Clearly the magazine for all the businesses who make money from the exploitation of animals in laboratories (the magazine is almost 60 percent advertising), Lab Animal is upbeat and concerned to put a positive, welfarist spin on its use of animals. Dr. Wolfle himself recognizes “many would support the desire to replace animals with nonanimal systems” and suggests that the “dialogue” between animal protectionists and “scientists and animal care personnel” is “an important part of animal research and contributes to the strength of the enterprise and to the public’s understanding and support.” This emphasis on communication, on a positive, upbeat message I fancy is part and parcel of selling animal research to a squeamish public.

All of this is perhaps unsurprising: no magazine which provides the “resources” for the gruesome things inflicted upon science’s unwilling subjects would dare show what its smiling, clean and hygenic humans, animals and equipment are actually involved in.

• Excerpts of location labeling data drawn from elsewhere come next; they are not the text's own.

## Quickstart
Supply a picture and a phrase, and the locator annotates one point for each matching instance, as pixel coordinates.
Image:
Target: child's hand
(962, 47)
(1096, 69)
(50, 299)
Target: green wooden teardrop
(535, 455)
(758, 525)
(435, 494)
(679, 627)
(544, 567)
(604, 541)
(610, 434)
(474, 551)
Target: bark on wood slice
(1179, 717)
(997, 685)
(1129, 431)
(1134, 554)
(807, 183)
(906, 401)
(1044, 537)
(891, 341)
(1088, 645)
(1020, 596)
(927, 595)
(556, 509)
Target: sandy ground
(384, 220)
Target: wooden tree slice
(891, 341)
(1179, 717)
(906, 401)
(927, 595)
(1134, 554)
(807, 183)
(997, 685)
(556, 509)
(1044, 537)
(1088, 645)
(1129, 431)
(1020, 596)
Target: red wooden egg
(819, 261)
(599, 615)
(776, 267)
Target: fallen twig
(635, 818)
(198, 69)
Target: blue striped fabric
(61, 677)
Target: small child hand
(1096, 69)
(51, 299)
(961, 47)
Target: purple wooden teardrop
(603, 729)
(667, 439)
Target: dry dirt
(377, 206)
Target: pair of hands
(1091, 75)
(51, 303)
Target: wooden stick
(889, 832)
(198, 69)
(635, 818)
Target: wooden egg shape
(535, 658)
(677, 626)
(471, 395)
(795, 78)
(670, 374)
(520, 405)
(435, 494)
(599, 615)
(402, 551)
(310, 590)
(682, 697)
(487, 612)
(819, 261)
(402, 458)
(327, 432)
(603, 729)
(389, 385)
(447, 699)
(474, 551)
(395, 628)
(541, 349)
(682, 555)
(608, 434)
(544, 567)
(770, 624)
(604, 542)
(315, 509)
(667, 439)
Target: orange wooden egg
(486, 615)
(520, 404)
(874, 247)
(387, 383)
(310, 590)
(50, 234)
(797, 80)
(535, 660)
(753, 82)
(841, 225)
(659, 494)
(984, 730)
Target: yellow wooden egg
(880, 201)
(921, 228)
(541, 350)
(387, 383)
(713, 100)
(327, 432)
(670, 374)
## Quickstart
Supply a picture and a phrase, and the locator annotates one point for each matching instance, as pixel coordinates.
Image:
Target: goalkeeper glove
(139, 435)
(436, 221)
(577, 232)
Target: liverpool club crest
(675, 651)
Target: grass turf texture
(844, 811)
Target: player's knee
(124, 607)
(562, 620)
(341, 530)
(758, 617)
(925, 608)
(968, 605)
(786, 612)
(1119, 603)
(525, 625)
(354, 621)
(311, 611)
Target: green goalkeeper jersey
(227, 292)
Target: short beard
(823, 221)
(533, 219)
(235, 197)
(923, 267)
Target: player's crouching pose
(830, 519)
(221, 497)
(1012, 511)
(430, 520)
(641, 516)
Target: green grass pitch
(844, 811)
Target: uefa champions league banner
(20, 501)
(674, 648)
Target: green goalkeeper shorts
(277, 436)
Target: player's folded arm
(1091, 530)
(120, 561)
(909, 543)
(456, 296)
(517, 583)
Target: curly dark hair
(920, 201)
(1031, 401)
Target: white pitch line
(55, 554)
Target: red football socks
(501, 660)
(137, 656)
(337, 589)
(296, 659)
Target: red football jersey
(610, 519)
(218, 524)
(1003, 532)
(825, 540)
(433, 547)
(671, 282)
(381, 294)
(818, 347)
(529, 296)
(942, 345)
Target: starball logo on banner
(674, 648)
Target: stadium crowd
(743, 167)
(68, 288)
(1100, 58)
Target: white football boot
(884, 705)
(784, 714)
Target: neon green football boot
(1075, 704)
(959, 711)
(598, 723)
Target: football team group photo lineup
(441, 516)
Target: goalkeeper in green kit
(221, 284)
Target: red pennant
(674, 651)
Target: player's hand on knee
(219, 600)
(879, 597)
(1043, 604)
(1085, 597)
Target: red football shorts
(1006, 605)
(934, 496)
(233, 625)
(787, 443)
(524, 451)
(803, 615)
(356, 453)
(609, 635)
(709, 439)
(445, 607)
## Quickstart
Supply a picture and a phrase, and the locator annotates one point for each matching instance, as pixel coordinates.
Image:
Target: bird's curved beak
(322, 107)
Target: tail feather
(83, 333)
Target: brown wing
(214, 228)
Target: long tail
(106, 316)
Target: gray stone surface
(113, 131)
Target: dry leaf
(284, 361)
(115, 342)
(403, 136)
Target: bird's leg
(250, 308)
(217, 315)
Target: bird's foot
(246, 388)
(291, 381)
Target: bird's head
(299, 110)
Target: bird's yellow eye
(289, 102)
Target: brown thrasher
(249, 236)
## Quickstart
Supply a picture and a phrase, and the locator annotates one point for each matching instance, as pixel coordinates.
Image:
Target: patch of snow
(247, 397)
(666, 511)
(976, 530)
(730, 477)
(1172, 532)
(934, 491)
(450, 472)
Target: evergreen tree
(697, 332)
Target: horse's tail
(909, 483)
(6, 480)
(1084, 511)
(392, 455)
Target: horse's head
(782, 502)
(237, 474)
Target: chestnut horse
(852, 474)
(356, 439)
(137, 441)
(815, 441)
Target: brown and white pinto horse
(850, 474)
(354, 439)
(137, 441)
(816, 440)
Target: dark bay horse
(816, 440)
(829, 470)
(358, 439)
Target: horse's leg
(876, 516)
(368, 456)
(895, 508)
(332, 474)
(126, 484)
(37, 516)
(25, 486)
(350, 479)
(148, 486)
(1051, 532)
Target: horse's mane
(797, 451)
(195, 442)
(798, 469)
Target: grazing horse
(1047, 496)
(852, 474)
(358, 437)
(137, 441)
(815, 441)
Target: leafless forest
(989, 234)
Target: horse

Nevertheless, Lab Animal fills me with unease—one more insidious and disturbing than even it perhaps imagined. By so ostentatiously playing on my concern for animals and the natural attraction I (along with most other human beings) have toward cute looking creatures, not only is Lab Animal effectively saying, “Don’t worry. The animals are in good hands. We love them”; it is also saying, “The same impulses you have to care for animals exist in those who are going to hurt and kill them on your behalf. Not only are we as ‘good’ as you, but you are as ‘bad’ as us.” I have no doubt that the people who are involved in these projects are “good” people—concerned, in their own perhaps blinkered way, as we all are, with balancing one’s need to get on in the world with one’s need to be a “good person,” that difficult, rare phenomenon. But in the perversion and inversion of concerns about animal welfare, in the “flattening out” of the “good” in the happy, hygenic world of Lab Animal, I cannot help but feel that something wicked this way comes.